Still, Caluza says piña isn’t yet at a stage of development where people can use it every day, but he hopes the creators come up with a thicker, slub-textured version, which would be perfect for the local weather. Perhaps a new piña collection from Caluza might be in the cards for the future. He hopes this happens before his vision of the apocalypse occurs.

Piña in the sartoria and bespoke tailoring

Streetwear isn’t the only area of fashion that piña is breaking into. It’s heading into upscale menswear as well. However, it is not entering upscale menswear in the way you might expect.

While it will always remain the staple material for the barong, piña fabric has also made its way into suits. Not as the main material, but as the interlining instead

The interlining is a piece of fabric that’s woven between the layers of a suit jacket. This interlining, also known as the canvas, provides structure to a suit jacket, allowing it to retain its shape. Over time, the canvas inside a suit conforms to the wearer’s figure, making it fit better as you wear it more often and giving the jacket a sense of ownership.

Traditionally, a suit’s canvas is made out of horsehair, though the people at tailoring boutique Tiño have found that piña fabric does the job just as well.
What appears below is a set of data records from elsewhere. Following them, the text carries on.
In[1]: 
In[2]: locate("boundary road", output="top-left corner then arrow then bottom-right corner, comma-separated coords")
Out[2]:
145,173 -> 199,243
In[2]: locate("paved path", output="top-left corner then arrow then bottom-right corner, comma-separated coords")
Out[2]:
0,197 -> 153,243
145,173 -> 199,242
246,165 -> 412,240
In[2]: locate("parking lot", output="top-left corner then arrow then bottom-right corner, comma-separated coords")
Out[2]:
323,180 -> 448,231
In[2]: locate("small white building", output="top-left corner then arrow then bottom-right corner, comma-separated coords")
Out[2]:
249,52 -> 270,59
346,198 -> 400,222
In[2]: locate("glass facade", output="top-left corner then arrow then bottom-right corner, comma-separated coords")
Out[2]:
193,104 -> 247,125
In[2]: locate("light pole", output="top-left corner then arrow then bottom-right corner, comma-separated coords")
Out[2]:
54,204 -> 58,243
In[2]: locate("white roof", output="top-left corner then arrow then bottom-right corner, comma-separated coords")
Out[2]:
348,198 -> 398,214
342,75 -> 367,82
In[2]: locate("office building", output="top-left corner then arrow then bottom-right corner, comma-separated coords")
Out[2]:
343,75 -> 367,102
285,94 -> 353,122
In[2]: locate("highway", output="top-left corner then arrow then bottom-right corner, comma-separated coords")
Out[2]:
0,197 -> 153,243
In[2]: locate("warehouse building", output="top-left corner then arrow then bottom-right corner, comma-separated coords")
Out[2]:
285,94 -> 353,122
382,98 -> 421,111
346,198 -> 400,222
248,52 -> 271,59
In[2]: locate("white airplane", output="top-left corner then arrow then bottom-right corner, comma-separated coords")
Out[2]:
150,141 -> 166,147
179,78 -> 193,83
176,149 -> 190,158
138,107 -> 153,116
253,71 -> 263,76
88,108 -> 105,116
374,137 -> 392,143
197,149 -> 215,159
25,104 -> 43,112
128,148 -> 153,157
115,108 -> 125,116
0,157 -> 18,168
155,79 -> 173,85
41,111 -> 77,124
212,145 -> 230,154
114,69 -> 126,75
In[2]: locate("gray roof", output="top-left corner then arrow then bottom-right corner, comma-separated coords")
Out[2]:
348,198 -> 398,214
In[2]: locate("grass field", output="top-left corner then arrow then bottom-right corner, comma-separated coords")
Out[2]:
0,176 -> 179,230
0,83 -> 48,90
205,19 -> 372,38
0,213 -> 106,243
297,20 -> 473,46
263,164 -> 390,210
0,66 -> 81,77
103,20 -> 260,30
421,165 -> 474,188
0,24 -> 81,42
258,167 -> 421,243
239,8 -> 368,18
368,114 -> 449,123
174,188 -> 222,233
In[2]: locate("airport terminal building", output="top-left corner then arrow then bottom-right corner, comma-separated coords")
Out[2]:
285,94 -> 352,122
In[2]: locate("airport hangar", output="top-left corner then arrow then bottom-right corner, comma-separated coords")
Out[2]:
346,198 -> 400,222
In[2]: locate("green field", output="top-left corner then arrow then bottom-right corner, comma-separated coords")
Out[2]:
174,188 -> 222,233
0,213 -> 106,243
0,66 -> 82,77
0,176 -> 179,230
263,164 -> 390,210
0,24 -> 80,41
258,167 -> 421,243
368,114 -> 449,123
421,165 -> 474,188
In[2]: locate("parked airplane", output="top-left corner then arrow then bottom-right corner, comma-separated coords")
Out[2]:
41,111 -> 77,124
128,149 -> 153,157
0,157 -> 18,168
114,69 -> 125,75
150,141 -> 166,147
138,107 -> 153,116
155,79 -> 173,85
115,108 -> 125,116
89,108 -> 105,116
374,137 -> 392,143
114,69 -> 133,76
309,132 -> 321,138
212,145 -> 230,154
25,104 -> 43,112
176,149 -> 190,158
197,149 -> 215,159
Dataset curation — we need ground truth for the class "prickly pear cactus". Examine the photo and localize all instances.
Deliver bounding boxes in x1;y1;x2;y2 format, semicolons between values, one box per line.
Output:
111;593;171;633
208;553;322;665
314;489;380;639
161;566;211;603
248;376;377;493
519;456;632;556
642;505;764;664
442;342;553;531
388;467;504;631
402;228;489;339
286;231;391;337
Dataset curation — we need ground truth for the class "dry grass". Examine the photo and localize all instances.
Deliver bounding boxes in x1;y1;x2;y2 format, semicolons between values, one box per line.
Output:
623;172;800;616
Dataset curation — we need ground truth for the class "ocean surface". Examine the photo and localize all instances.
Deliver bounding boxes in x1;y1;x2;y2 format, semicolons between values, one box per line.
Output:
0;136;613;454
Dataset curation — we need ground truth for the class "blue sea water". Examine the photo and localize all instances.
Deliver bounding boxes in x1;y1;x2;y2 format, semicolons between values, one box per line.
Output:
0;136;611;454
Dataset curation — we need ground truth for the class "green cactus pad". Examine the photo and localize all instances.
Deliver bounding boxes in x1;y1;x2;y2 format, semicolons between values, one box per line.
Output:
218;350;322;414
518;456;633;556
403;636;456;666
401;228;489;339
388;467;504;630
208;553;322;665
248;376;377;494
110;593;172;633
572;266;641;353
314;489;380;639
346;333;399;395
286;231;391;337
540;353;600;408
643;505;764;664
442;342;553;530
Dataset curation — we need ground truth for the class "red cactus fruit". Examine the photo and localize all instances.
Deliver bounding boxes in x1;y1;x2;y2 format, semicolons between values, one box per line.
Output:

Pinya fabric in Tiño apparel #!
Tiño’s suits come in various fabrics, and they use a blended piña material in between as a canvas that gives the jacket its shape. Photographs by Aurelio Icasiano III

“We tried using it in the coat. The construction of the jackets is our innovation,” says Eileen Ramirez, founder and CEO of Tiño Group, a multi-brand clothing company that deals in bespoke, made-to-measure, and retail.

Ramirez says she got the idea after learning how much biowaste the Philippines produces and thought that, in her own way, she could contribute to its reduction.

Piña Canvas: A Local Touch for Bespoke Suits

Tiño uses a pineapple-polyester blend sandwiched between the layers of their suits. Today, it is their preferred material for suit canvas, though some clients, Ramirez says, still go with the traditional horsehair canvas from Italy.

Pinya fabric in Tiño apparel #2
At the boutique is a safari jacket made completely out of a blended piña fabric. An iconic piece of menswear given a local touch

But Tiño has tried its hand at using it as a main fabric as well. On display at the corner of their Makati boutique is a safari jacket made entirely from a blended piña fabric.

As far as style goes, the safari jacket suits the fabric well. It was originally intended as a utilitarian piece of outerwear for the climate in Africa and was naturally made out of breathable fabrics. Ernest Hemingway and Hunter S. Thompson—legendary rogues in the literary world—have both worn it, giving it a sense of adventure and a bit of edge. However, in contemporary fashion, it functions primarily as an urban casual item that can be styled either formally or informally. 

“It’s not going to compete in terms of designs…color patterns, texture. I think it would still need a lot of product development,“ Ramirez says of the fabric.

But looking at the jacket in their boutique—an iconic piece of menswear given a local touch—it’s already getting somewhere.

It may be a while yet before we see piña being embraced for fashion on a larger scale. For now, we’re seeing it in cutting-edge streetwear and tailored casuals—already a long way from the formal outfits it’s normally reserved for. Research and development on the material is still ongoing, so we may not have to wait too long to see where it goes from here.

 
 

Piña fabric has gone beyond the barong and is making its way to casual wear.